The government has refused to budge on its insistence that Islamic law apply to all residents of Sudan’s capital Khartoum during a six-year transition period, whereas the rebels have changed their position to accept that Islamic law can apply in Khartoum, but only for Muslims, said Yasir Arman, spokesman for the Sudan People’s Liberation Army.

He said the government negotiators were also rigid in negotiations on political power sharing in two disputed areas in central Sudan, which are populated by tribes from southern Sudan.

“The Khartoum position is prolonging the talks and making it difficult to finalize a peace agreement which we are almost reaching. We have decided to seek assistance from the (Intergovernmental Authority on Development) Secretariat,” Arman told The Associated Press.

Sudanese government negotiators declined to comment.

Chief mediator Lazaro Sumbeiywo told The Associated Press, “Yes, they have asked us to help them resolve the outstanding issues.”

He said he didn’t know when Sudan’s Vice President Ali Osman Taha and John Garang, the leader of the Sudan People’s Liberation Army would finalize an agreement.

Taha and Garang have been negotiating one-on-one in Naivasha, 60 kilometers (35 miles) west of Nairobi since last September to crack issues such as how government and rebel forces will be treated in an interim period.

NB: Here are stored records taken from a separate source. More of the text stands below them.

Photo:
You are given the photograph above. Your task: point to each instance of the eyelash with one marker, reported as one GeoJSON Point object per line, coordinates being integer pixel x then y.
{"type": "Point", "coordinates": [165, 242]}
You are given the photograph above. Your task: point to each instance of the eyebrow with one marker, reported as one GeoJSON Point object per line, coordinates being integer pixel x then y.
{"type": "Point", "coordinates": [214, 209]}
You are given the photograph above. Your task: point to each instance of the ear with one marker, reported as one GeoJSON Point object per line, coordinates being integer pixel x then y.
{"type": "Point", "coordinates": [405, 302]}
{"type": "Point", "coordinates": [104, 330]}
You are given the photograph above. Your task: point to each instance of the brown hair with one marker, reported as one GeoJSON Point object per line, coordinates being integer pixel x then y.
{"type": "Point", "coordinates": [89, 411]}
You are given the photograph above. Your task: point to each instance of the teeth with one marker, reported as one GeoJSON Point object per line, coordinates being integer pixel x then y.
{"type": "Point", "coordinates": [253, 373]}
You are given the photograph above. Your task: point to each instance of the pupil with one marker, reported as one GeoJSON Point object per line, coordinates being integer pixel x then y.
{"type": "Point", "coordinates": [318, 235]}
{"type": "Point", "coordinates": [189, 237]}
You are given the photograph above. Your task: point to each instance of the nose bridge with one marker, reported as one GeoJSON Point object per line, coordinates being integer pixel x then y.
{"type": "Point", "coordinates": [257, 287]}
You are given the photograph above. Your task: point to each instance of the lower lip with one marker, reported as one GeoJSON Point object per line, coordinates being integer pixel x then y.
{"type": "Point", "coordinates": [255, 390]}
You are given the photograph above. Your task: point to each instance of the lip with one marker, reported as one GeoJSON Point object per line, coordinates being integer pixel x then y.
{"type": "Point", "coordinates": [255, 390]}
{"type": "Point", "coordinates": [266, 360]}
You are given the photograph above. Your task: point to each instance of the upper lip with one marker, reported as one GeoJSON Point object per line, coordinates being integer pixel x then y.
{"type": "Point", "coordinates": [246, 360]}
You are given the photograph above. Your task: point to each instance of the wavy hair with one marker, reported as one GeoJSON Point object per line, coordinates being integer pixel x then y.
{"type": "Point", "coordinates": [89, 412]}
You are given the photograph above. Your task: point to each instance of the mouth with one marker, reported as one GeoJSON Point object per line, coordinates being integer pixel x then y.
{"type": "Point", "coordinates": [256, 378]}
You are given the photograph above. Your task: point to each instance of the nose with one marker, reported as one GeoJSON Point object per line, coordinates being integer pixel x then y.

The talks between Taha and Garang had made significant progress, with them agreeing at the end of September on what to do with their forces during the transition period. In January, they also signed an agreement on how to divide the wealth in Africa’s largest country.

Finalizing a peace deal for the southern rebellion is important to ending a humanitarian crisis created by a separate rebellion in the western Darfur region of Sudan, where more than 860,000 people have been driven from their homes and thousands killed.

While the fighting is unrelated, a peace agreement with southern rebels would free up diplomatic resources for peace talks to begin in Chad in two weeks to end the fighting in Darfur.